Monday, September 19, 2011


I was silly to think that I could start posting regularly again while Mom was in recovery. Yes, it has been better than last time. I am taking better care of myself, and she is doing better herself, and there is no refinance going on, but I have been working on two major projects and trying to overachieve, and it just hit me all Friday where nothing was going right and I felt like I had lost all ability to cope.

Saturday and Sunday I forced myself to spend eight hours in bed--I was not able to really be asleep the entire time, but I was still at least partially resting, and it helped.

I do have much to write, and I will get to it, but I did want to post a little today about being grateful for my relationship with God. As I struggle with being relentlessly human, I am grateful that there is a way for repentance to work. I have a bad tendency to try and save myself, and then be forgiven and blessed. It's funny, because for all the things that Martin Luther got wrong, that's the one thing that I really relate to, is how it must have felt for him to realize that he did not have to save himself; it would be done through God's grace. I still constantly don't try and let it work that way.

Despite that, or because of it, I do know that God listens while I pray, and that He loves me, and I take great comfort from that. I am grateful for the answers that I receive. They are there. I am grateful that He has infinite perfection to cover my seemingly infinite shortcomings.

I'm not really sure when I will get it right, but I am grateful that I still accomplish some things even while I am not accomplishing everything. Imperfect people can still do good and understand some things and be loved, and that keeps this world from being one of despair.

I am not where I want to be, but I'm getting by.

Tuesday, September 06, 2011

Post Op

Today is the first day of school, which does not have a lot of meaning in my household, but it seemed like a good place to restart. More to the point, it is almost a month after Mom's surgery. We are not quite done with the disruption to our lives--that will take about another month--but still, things are better.
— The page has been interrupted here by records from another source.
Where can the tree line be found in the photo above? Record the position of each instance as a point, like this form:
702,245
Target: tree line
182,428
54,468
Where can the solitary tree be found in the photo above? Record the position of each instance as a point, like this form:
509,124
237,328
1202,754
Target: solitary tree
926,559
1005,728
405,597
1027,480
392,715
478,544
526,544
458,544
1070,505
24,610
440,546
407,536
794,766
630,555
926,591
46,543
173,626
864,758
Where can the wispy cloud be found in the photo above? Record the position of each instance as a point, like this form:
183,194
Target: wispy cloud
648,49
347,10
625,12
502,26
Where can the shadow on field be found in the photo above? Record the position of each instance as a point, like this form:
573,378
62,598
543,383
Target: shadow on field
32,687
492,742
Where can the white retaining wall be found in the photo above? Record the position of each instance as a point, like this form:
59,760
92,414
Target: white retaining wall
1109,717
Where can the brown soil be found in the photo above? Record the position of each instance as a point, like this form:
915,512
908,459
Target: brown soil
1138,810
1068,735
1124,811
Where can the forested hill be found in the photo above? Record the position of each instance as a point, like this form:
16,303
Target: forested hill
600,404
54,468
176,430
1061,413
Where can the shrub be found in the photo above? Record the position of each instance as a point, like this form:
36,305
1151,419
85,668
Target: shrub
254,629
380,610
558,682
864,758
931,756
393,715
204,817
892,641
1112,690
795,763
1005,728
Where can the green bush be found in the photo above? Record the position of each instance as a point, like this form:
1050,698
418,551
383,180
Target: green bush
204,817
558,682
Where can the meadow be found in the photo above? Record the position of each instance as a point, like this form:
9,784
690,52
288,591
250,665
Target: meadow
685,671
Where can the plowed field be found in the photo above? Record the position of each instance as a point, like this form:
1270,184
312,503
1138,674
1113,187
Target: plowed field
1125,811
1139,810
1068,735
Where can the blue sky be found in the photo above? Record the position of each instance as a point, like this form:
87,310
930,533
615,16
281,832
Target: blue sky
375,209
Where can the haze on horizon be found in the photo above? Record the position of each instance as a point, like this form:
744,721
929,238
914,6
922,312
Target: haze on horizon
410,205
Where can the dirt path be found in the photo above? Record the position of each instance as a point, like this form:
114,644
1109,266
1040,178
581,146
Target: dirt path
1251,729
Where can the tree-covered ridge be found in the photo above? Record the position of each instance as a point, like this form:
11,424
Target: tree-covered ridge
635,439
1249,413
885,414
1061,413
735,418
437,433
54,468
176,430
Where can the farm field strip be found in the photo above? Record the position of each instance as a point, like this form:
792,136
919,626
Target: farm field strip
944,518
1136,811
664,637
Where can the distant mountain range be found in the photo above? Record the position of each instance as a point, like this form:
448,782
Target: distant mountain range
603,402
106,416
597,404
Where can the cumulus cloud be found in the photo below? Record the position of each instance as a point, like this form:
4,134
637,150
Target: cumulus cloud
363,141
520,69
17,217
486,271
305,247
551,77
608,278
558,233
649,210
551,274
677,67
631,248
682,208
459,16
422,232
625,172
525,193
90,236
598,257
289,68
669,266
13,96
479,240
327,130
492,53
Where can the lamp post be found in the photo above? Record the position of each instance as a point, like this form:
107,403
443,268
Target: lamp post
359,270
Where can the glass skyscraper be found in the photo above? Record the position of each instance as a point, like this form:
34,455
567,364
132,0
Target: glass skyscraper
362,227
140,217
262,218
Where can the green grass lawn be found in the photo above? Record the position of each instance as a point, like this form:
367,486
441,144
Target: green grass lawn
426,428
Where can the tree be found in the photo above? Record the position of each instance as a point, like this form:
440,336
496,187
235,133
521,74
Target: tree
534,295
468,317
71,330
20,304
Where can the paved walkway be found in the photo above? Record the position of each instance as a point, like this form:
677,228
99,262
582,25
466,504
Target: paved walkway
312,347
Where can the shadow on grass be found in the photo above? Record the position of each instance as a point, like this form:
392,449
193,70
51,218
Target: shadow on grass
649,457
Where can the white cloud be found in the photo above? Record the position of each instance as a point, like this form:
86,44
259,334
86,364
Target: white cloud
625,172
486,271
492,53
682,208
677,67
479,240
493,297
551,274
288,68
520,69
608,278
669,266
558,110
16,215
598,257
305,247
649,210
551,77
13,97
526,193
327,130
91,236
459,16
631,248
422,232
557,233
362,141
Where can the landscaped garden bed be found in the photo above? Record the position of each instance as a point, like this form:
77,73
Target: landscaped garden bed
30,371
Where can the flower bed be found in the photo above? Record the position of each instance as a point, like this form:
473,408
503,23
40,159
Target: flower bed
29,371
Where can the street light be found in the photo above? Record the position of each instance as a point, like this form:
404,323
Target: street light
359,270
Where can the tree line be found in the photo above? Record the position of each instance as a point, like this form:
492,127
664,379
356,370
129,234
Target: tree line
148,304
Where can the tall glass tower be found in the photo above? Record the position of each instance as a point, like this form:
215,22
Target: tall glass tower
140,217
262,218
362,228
I am glad to say that I was not driven nearly as close to the edge this time. I have actually not written about that yet, but trust me, it's a good thing. The dogs dealt with it better, and I was more careful, which helped.
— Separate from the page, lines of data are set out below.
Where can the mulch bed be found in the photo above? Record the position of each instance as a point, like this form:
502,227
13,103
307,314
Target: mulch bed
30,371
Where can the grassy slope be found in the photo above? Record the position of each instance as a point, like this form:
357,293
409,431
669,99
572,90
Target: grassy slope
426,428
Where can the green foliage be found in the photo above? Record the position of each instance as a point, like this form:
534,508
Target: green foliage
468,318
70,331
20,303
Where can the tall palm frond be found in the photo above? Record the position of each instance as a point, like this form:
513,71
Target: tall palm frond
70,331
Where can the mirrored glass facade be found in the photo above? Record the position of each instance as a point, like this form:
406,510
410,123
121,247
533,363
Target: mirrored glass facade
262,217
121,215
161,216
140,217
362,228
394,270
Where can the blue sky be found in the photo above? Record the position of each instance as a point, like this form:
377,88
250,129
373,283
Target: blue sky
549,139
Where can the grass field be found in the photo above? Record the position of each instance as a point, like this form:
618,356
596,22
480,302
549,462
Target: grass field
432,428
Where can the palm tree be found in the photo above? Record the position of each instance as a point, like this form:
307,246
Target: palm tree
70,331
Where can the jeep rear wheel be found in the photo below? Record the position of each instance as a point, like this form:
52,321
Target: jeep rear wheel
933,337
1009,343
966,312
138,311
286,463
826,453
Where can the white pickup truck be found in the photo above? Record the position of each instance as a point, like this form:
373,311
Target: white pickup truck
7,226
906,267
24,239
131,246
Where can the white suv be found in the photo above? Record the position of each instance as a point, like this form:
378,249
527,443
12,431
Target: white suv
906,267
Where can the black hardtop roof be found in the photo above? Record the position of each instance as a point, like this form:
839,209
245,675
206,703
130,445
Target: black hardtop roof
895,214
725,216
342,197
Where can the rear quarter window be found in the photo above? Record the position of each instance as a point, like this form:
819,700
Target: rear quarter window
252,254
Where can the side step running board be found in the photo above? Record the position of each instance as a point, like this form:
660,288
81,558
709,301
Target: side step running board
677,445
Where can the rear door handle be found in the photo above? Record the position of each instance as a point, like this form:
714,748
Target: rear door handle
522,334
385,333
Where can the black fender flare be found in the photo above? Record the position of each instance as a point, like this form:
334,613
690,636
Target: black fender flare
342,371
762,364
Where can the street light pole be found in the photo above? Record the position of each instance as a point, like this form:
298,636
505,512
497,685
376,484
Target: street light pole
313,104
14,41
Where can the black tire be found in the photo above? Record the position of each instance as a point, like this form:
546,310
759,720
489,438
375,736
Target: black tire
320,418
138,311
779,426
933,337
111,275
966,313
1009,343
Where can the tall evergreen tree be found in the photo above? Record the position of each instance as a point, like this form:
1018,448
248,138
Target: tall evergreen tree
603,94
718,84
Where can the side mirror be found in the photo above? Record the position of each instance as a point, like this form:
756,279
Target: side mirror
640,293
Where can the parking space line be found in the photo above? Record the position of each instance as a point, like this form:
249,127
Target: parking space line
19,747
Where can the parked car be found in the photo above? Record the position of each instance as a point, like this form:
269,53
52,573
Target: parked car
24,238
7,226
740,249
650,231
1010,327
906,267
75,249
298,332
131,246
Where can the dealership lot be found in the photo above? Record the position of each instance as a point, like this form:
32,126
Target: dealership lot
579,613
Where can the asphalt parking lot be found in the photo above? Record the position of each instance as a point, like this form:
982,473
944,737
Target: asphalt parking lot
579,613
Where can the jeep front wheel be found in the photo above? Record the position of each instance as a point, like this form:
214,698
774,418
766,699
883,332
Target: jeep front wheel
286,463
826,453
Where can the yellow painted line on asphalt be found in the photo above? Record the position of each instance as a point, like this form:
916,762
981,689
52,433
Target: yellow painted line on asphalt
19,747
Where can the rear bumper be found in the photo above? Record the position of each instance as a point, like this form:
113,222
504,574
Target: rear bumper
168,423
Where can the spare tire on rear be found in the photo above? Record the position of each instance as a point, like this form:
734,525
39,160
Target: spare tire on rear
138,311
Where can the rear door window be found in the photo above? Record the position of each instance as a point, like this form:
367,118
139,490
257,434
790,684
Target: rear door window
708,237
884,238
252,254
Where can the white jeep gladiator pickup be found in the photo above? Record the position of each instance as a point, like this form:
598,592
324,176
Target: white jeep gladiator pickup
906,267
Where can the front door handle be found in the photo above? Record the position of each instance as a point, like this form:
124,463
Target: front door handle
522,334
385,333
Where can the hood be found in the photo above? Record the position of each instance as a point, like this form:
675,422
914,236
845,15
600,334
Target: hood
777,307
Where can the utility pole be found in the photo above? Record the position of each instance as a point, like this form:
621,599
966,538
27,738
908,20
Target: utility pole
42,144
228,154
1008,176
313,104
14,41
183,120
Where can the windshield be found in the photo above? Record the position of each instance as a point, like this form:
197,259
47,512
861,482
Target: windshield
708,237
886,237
Also, Mom's recovery has been much better. I think there are a few factors in this. One is that this was the second knee replacement, so she has two good knees now, instead of one good and one bad. Also, this knee was never quite as bad, so they were able to get out of the surgery more quickly, which makes a difference. She did not really even go under full anasthetic, but they used a combination of medication and nerve blocks, and it worked well. Finally, it is warmer, lighter weather (not as light as a typical August, but still brighter than December was.) I think this has been a big help psychologically for her. Doing it the week of Christmas was convenient from a time off perspective, but it was gloomier in many ways.

That is not to say it is all hearts and flowers. There is still a lot of pain that is just inevitable. The patient will have two months of pain, and there is really no getting around it. Over time pain fatigue sets in, where you just can believe how long it has been hurting, and knowing it will be a few more weeks is not comforting. For one weird kind of bright side, Mom thinks this time is worse than last time, because she does not remember it hurting so badly. It did--she just blocked it out, and since none of us were on oxycodone at the time we all remember. So, she will probably block this out too at some point.

There are a few things that experience did not improve. In terms of getting a clear answer on taking the patient home, it was still just as impossible. I think they are afraid of giving a time and then having a complication arise. Still, we got her home roughly when we expected.

I thought about doing a guide to OHSU on the travel blog. Not that you would willingly vacation there, but if you need to go there you might use vacation time for it. It still doesn't quite fit, but here are some key things.

One is that I was surprised when the cafeteria was closed that first time. Well, even though it is on the floor where you check in, and where the waiting room is, that is not the main dining hall on Floor 9. Go to Floor 3 for that.

The other thing is that based on my experience, there are only four floors in the fourteen story hospital where things actually happen:

9 – Check-in and waiting
10 – Patient rooms
3 – Main cafeteria
6 – Pre-op/anesthesia

Okay, maybe part of my experience is that both times we have been with orthopedics, with the other floors being used by other departments. However, I ended up on one of the other floors (I won’t say which in case this reaches the wrong eyes), and there were no signs or windows—just long passages with a couple of people in scrubs scurrying off.

Based on this, I can only assume the other ten floors are used for horrible experiments. It’s so obvious.